Find Label Errors in Semantic Segmentation Datasets#
This 5-minute quickstart tutorial shows how you can use cleanlab to find potentially mislabeled images in semantic segmentation datasets. In semantic segmentation, our data consists of images each annotated with a corresponding mask that labels each pixel in the image as one of K classes. Models are trained on this labeled mask to predict the class of each pixel in an image. However in real-world data, this annotated mask often contains errors. Here we apply cleanlab to find label errors in a variant of the SYNTHIA segmentation dataset, which consists of synthetic images generated via graphics engine.
Quickstart
cleanlab uses two inputs to handle semantic segmentation data classification data: - labels
: Array of dimension (N,H,W) where N is the number of images and H and W are dimension of the image. We assume an integer encoded image. For one-hot encoding one can np.argmax(labels_one_hot,axis=1)
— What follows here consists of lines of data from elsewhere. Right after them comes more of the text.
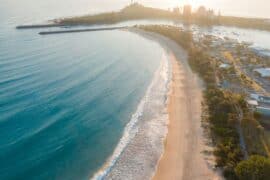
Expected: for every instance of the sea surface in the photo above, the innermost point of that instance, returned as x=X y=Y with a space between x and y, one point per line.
x=78 y=106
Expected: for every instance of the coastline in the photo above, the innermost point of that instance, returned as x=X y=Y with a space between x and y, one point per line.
x=185 y=151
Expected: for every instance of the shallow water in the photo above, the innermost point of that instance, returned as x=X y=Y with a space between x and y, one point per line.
x=66 y=99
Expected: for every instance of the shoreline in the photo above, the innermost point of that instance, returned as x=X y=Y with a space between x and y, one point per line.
x=185 y=154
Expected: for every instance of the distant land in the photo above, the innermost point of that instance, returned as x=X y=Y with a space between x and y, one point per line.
x=139 y=12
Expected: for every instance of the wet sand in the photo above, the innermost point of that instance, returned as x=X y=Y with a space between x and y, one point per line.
x=184 y=156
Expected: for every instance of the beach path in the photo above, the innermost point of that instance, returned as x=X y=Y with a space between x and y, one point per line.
x=183 y=157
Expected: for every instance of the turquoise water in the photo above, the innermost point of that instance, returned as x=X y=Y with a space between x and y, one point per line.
x=66 y=99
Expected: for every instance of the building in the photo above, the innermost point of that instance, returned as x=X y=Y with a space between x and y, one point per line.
x=263 y=72
x=201 y=12
x=187 y=11
x=176 y=10
x=224 y=66
x=260 y=104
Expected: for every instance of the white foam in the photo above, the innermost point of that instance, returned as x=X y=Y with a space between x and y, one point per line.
x=147 y=125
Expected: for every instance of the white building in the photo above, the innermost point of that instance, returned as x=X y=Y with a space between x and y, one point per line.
x=264 y=72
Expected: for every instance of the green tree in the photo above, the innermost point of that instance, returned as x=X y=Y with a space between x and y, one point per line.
x=255 y=168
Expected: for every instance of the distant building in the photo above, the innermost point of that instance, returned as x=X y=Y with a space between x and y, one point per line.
x=260 y=98
x=201 y=12
x=176 y=10
x=187 y=10
x=260 y=104
x=224 y=66
x=263 y=72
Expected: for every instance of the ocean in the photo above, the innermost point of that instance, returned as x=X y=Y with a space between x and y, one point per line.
x=70 y=104
x=85 y=105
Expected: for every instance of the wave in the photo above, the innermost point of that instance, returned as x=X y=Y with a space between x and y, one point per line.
x=148 y=124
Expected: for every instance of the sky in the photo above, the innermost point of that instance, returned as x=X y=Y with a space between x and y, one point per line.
x=246 y=8
x=242 y=8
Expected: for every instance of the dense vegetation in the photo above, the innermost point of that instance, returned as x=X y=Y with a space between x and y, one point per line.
x=255 y=168
x=222 y=109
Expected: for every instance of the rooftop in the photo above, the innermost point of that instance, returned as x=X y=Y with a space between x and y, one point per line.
x=264 y=72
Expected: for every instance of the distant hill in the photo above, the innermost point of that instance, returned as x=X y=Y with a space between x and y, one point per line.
x=131 y=12
x=137 y=12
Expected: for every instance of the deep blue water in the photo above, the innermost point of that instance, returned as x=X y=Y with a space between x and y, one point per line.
x=65 y=99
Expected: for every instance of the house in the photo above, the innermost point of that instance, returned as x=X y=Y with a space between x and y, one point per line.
x=187 y=11
x=263 y=110
x=260 y=98
x=260 y=104
x=263 y=72
x=253 y=104
x=224 y=66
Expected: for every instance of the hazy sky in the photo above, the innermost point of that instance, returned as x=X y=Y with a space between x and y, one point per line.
x=250 y=8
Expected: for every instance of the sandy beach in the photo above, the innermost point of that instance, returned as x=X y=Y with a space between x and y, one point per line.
x=184 y=155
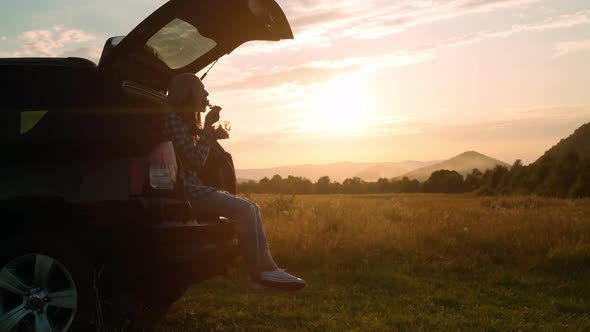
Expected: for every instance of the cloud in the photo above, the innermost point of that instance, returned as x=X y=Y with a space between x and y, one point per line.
x=318 y=24
x=52 y=42
x=570 y=47
x=318 y=71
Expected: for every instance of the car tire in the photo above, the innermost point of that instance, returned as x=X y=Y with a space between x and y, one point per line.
x=45 y=284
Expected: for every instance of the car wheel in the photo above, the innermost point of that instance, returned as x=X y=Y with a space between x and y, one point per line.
x=44 y=289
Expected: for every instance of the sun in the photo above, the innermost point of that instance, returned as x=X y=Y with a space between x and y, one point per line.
x=338 y=107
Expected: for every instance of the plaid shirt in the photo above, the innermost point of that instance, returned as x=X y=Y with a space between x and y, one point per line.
x=193 y=151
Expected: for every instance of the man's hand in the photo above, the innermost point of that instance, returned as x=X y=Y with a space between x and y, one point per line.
x=220 y=133
x=212 y=116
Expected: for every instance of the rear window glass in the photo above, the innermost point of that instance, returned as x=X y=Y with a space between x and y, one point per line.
x=178 y=44
x=29 y=119
x=15 y=124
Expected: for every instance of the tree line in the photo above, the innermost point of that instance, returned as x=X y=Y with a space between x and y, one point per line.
x=566 y=177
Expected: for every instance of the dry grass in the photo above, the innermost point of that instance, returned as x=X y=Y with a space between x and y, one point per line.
x=411 y=262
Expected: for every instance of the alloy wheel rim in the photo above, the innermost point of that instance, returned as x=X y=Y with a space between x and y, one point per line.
x=37 y=293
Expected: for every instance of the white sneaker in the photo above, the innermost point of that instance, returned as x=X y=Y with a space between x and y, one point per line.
x=279 y=279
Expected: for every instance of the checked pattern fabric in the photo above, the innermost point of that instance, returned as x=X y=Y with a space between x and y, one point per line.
x=193 y=151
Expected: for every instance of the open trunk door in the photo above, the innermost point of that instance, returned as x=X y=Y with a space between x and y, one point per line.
x=187 y=35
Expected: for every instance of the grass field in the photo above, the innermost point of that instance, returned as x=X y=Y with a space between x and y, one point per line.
x=410 y=263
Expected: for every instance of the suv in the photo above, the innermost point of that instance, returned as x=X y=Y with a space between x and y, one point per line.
x=96 y=229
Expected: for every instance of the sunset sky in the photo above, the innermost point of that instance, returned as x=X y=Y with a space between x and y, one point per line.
x=369 y=80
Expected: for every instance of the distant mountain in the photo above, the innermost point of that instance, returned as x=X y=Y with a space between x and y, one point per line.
x=336 y=171
x=463 y=163
x=578 y=142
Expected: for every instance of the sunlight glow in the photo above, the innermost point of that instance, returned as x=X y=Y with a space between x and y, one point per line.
x=337 y=108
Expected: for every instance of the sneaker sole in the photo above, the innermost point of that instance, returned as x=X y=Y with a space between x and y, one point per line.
x=286 y=286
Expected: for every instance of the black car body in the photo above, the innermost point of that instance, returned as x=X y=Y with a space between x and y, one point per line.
x=92 y=202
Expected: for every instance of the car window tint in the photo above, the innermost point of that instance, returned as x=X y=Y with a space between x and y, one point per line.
x=29 y=119
x=178 y=44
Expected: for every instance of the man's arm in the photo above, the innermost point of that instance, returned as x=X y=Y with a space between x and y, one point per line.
x=193 y=155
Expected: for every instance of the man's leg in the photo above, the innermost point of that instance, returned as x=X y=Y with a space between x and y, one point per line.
x=251 y=236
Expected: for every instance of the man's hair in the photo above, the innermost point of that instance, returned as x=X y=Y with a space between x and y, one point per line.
x=180 y=91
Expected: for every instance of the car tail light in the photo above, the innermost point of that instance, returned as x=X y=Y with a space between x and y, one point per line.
x=157 y=174
x=162 y=167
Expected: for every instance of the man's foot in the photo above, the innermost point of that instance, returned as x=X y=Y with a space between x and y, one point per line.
x=281 y=280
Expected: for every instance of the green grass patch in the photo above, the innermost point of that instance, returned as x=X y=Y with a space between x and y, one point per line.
x=409 y=263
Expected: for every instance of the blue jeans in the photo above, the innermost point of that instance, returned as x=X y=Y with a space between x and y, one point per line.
x=251 y=238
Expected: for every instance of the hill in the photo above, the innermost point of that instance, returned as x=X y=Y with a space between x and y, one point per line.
x=576 y=142
x=463 y=164
x=336 y=171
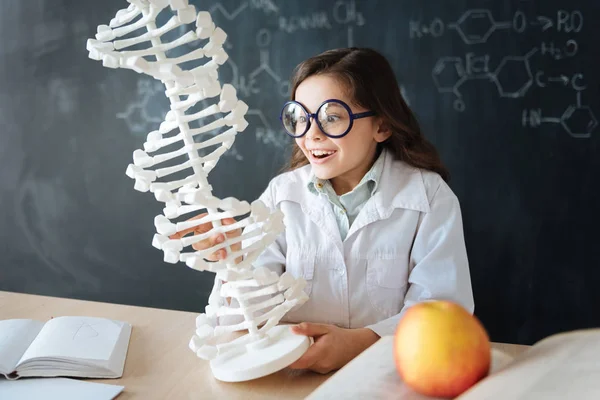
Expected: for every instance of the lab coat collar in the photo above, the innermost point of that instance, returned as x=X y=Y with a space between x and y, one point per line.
x=401 y=186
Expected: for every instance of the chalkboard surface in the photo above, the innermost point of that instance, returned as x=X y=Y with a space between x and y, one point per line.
x=507 y=90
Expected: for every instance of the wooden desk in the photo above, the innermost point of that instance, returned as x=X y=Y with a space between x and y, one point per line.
x=159 y=364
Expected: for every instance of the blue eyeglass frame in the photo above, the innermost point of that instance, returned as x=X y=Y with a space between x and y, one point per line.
x=314 y=116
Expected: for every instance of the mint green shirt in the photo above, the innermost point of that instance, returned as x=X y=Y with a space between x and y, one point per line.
x=347 y=206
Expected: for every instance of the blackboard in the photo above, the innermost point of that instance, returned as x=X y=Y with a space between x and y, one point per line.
x=507 y=91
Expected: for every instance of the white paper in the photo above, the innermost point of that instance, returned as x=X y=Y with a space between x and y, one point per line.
x=561 y=367
x=373 y=375
x=15 y=337
x=56 y=389
x=77 y=338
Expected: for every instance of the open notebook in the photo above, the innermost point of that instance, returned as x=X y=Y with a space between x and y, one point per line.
x=562 y=366
x=85 y=347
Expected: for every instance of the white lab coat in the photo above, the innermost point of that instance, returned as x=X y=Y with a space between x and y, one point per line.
x=405 y=246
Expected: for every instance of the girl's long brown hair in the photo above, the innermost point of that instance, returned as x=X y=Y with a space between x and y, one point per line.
x=371 y=82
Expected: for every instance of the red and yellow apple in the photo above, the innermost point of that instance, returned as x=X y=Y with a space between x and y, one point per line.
x=441 y=349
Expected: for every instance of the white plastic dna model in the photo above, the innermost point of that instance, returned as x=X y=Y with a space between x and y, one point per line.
x=262 y=295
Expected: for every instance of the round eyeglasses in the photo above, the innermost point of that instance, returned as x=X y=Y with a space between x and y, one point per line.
x=334 y=118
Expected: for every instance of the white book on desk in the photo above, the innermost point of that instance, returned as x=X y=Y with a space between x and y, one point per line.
x=85 y=347
x=561 y=366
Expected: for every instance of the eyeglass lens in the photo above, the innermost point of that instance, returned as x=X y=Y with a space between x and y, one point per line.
x=333 y=119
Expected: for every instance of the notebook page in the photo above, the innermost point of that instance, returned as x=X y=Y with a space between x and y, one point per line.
x=57 y=389
x=565 y=366
x=15 y=337
x=76 y=338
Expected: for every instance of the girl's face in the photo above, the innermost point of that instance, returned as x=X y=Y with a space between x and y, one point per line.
x=346 y=160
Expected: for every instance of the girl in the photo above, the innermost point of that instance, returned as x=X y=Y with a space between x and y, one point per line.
x=371 y=224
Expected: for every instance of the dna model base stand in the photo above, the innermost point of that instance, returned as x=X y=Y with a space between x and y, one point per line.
x=244 y=297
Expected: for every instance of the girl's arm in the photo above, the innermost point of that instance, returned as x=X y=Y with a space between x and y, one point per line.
x=439 y=264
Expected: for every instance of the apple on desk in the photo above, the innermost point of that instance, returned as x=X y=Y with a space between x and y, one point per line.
x=440 y=349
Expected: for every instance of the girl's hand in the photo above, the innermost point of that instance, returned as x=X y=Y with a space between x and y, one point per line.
x=333 y=348
x=213 y=240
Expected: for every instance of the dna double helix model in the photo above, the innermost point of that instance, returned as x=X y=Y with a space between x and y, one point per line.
x=174 y=165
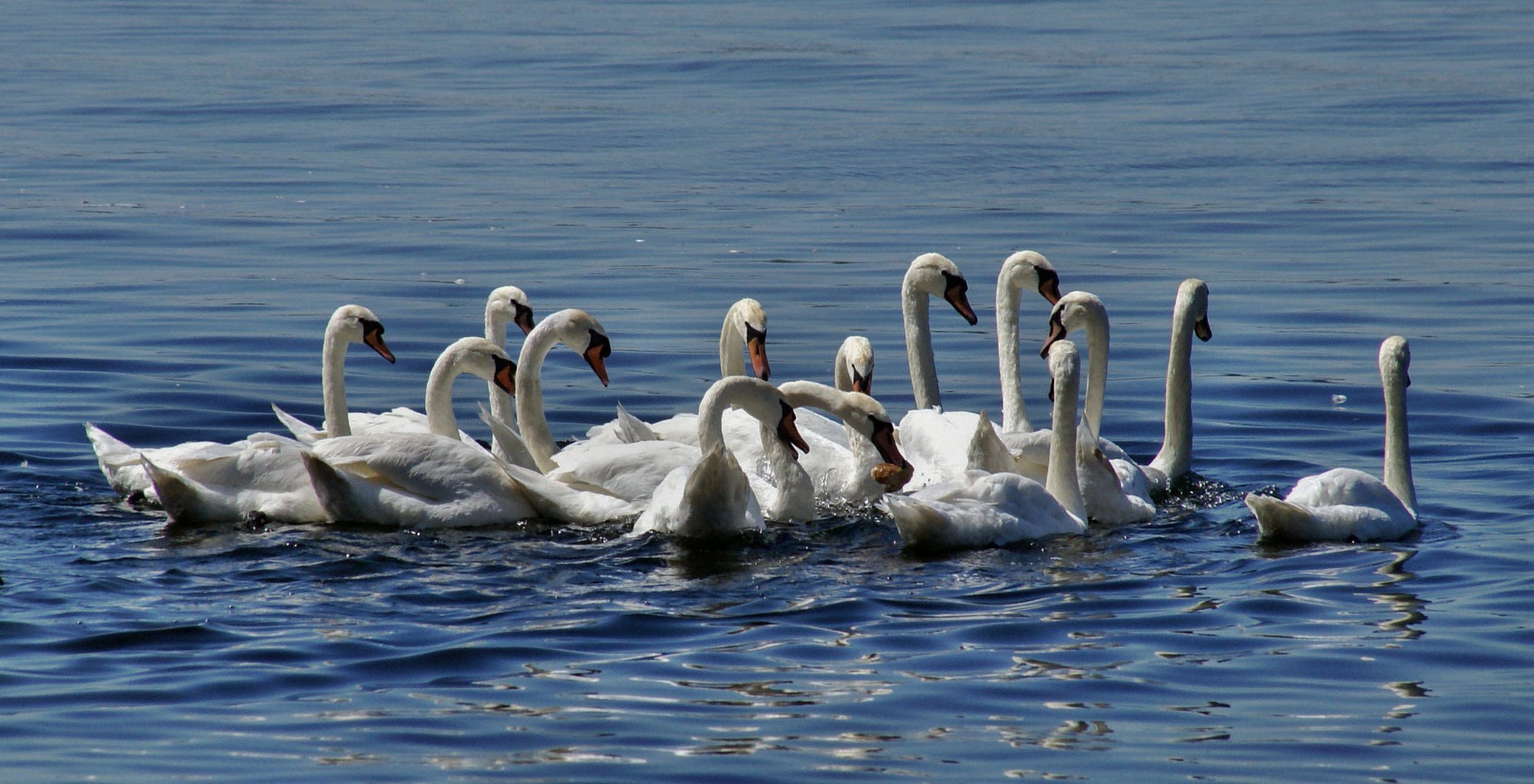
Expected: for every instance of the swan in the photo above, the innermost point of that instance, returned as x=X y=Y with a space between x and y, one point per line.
x=839 y=471
x=421 y=481
x=504 y=304
x=852 y=370
x=1000 y=508
x=1189 y=319
x=263 y=479
x=579 y=332
x=1114 y=487
x=941 y=442
x=1345 y=504
x=507 y=304
x=744 y=329
x=712 y=497
x=632 y=471
x=123 y=465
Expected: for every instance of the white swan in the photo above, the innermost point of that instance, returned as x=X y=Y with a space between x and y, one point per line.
x=939 y=444
x=852 y=370
x=264 y=476
x=1112 y=485
x=421 y=481
x=504 y=304
x=744 y=329
x=711 y=496
x=1000 y=508
x=1345 y=504
x=123 y=465
x=579 y=332
x=632 y=471
x=1189 y=318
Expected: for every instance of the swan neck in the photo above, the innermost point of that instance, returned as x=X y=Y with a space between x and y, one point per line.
x=1096 y=372
x=333 y=384
x=1177 y=422
x=1014 y=412
x=732 y=347
x=439 y=396
x=1061 y=482
x=530 y=395
x=1398 y=447
x=919 y=346
x=500 y=404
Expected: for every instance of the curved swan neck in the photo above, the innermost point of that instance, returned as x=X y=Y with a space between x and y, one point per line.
x=919 y=346
x=439 y=395
x=1096 y=370
x=1008 y=298
x=1398 y=447
x=1061 y=482
x=500 y=404
x=333 y=384
x=1177 y=424
x=530 y=393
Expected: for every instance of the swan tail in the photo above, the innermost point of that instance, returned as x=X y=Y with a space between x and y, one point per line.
x=1278 y=519
x=333 y=490
x=508 y=445
x=120 y=464
x=179 y=496
x=301 y=430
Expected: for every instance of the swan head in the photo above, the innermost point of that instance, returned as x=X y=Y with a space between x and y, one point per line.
x=751 y=319
x=854 y=359
x=1194 y=295
x=938 y=277
x=511 y=304
x=583 y=335
x=1073 y=312
x=484 y=359
x=358 y=324
x=1395 y=359
x=1031 y=269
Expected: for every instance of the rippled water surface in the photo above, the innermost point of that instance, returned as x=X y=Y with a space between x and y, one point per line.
x=191 y=189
assuming that labels_one_hot
is of dimension (N,K,H,W) where K is the number of classes. - pred_probs
: Array of dimension (N,K,H,W), similar to labels
.
With these inputs, you can find and review label issues via this code:
from cleanlab.segmentation.filter import find_label_issues
from cleanlab.segmentation.summary import display_issues
issues = find_label_issues(labels, pred_probs)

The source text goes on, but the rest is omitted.